The challenger then lowered his head in turn, and Gerry’s assistant (Mick O’Toole), who had retrieved a soup ladle from the kitchen, would give him a fair sized “BOP” on the head. Your man at this stage would look very bemused and when Gerry lowered his head in turn the challenger would try all his might to inflict a telling blow – but knew in his heart that the spoon just moved in his mouth and no injury was inflicted. When he had received a second “Whack” from the ladle our man would cop on that there was a fix and get very upset much to the amusement of the gathered multitude who, of course, could see what was going on all the time.
So one night after the Paley challenge a second match took place which is the one pictured above. In this photo we can see my hand with the ladle coming in from the left to “bop” the guy on the head. This fellow however was not for giving up and took quite a few heavy blows before we took pity on him and declared him the winner.
The next morning I was the orderly sergeant when I spotted a soldier with no cap on. “Where is your beret, soldier!”, I roared to be told that it no longer fitted his head such was the size of the lump that had come up from the bashing he took the night before. We had to excuse him from the parade and hide him during morning inspection. I think the swelling had gone down enough by the next day for him to parade as normal and I don’t know if, or when, he ever found out that he was victim of a set up.
While going through various photos I have collected during recent years I found these ones of Christmas parties. Generally the drill for B Company was a field day for Christmas competitions and then back to the Hotel Pierre or the Elphin for food and drink. In later years we would sometimes repair to the Coastguard Station where, following the tradition of Roman Saturnalia, the officers would serve the men. As everybody in the FCA had once been a G1 – there being no cadet school, Sandhurst or West Point – this was no big deal!

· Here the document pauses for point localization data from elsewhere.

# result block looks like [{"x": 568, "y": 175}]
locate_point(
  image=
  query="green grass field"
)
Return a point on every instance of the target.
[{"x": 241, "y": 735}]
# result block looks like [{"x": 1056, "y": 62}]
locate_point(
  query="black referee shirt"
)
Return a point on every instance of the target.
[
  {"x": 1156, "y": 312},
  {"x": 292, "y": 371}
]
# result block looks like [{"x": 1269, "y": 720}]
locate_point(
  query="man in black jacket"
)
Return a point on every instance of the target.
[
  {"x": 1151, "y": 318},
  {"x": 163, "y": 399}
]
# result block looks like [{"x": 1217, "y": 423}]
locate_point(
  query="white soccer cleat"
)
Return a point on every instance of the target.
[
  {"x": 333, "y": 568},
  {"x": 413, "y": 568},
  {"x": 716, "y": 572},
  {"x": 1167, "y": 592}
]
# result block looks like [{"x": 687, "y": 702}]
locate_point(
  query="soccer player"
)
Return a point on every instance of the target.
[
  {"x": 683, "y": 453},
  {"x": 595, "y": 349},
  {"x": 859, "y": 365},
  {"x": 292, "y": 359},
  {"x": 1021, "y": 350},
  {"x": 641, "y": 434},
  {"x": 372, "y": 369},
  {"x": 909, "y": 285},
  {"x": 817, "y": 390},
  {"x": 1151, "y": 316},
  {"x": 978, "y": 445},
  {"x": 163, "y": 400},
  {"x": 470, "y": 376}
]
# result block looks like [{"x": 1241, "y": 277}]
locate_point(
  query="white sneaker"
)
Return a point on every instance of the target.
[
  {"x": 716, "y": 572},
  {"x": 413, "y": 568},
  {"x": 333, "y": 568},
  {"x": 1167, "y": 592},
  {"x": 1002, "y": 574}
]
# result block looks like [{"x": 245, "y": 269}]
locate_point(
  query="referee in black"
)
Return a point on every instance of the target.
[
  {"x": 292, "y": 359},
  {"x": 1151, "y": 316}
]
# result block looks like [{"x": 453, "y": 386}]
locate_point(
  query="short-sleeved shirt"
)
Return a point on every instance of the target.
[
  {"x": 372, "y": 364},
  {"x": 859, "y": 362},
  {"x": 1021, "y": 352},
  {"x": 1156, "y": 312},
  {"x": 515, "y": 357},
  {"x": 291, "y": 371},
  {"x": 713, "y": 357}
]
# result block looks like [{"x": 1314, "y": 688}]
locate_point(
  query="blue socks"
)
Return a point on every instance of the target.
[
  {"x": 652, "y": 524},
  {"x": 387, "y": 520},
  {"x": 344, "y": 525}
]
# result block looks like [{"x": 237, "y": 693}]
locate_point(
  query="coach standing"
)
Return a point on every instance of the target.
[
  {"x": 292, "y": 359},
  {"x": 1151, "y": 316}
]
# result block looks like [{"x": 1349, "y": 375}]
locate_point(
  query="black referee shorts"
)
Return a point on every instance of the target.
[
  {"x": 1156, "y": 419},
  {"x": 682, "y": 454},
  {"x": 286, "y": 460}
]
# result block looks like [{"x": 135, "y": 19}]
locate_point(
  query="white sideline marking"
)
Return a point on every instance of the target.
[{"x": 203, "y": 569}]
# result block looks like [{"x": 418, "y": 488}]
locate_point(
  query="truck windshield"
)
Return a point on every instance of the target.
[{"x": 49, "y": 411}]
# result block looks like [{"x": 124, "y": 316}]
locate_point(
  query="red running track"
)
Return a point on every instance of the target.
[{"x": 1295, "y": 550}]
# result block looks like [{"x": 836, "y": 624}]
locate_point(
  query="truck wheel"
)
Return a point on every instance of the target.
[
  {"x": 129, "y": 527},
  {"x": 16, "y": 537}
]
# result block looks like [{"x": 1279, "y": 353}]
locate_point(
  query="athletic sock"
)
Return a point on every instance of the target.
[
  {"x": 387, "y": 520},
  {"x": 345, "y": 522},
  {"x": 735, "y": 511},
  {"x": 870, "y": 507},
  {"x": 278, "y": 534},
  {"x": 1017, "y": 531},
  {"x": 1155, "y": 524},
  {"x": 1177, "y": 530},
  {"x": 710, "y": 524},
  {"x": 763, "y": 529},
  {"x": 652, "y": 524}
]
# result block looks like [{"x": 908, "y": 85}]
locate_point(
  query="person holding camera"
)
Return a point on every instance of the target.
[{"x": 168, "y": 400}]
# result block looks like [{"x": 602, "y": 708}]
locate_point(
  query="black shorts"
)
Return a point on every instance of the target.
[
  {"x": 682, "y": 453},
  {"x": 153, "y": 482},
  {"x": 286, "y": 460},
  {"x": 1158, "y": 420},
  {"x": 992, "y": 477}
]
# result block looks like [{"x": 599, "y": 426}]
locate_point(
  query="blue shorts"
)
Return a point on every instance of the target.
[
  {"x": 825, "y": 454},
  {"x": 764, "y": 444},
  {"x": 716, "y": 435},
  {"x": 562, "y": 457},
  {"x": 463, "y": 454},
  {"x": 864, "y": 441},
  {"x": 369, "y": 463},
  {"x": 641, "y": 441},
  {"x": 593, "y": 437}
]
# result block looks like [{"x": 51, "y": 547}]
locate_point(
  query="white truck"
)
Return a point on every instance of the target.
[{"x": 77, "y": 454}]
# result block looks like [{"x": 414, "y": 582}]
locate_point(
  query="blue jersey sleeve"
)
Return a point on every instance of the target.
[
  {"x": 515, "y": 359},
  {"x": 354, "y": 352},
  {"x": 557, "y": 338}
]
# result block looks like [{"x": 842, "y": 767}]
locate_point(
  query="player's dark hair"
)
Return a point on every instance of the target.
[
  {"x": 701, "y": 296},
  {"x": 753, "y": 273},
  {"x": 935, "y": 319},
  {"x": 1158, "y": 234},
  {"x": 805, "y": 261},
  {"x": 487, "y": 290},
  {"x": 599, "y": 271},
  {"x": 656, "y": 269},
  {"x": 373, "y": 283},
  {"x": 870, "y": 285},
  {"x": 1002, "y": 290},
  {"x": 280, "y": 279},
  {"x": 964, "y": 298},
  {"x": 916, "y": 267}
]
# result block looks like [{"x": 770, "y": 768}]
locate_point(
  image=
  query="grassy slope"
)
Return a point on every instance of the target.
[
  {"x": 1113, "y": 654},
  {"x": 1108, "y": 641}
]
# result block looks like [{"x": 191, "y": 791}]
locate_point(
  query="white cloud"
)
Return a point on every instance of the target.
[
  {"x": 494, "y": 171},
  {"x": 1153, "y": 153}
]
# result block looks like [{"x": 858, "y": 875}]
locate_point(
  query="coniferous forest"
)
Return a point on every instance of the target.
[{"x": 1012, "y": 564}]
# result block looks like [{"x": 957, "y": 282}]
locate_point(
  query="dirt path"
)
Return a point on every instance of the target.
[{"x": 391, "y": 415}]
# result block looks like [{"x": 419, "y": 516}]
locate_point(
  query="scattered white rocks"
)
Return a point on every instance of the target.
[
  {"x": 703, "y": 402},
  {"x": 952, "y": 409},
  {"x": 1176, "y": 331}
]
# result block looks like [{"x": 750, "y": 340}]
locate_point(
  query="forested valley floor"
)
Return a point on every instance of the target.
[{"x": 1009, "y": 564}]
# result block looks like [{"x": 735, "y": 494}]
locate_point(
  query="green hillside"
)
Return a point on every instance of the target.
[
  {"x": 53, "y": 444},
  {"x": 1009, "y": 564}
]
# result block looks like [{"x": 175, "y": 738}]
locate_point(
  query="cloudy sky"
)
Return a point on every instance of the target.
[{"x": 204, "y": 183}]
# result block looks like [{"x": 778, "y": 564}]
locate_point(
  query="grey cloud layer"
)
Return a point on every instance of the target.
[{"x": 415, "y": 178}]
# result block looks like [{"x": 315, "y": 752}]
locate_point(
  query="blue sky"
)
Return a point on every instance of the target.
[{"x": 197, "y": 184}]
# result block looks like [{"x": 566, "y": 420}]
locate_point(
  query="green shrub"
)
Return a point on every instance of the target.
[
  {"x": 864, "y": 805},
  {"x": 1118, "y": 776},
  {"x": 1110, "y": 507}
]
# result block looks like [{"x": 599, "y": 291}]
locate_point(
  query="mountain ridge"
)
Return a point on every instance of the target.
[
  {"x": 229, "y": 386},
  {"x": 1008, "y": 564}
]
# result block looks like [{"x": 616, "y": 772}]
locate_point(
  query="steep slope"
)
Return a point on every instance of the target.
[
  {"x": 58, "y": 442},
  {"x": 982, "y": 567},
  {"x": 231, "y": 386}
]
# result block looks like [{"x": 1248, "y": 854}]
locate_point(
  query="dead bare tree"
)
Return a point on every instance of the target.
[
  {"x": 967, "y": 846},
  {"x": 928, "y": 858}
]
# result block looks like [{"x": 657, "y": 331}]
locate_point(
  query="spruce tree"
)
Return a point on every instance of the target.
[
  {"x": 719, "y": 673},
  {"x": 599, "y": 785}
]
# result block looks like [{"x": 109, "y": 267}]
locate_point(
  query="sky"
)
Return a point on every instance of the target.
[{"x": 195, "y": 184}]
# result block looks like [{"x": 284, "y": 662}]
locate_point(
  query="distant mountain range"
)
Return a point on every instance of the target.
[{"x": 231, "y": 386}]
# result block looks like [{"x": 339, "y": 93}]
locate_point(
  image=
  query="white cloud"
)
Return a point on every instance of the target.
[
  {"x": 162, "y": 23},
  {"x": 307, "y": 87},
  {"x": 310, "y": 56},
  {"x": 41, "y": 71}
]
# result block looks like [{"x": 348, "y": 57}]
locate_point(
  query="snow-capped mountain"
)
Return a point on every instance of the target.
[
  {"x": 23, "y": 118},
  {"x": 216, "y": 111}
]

During one of Rossa’s(?) more inspired recruiting drives, a sandbag emplacement was constructed on the top floor of Dun Laoghaire Shopping Centre. It was located just about where Santa’s Grotto used to be set up. It was probably best that any potential recruits did not have to sit on the CO’s knee during the process though.
The photos from the occasions show a visiting mairnéalach as well as Deccy in his alternate Shopping Centre security uniform. Things are so bad in Dun Laoghaire now that the security staff are dragging people INTO the centre!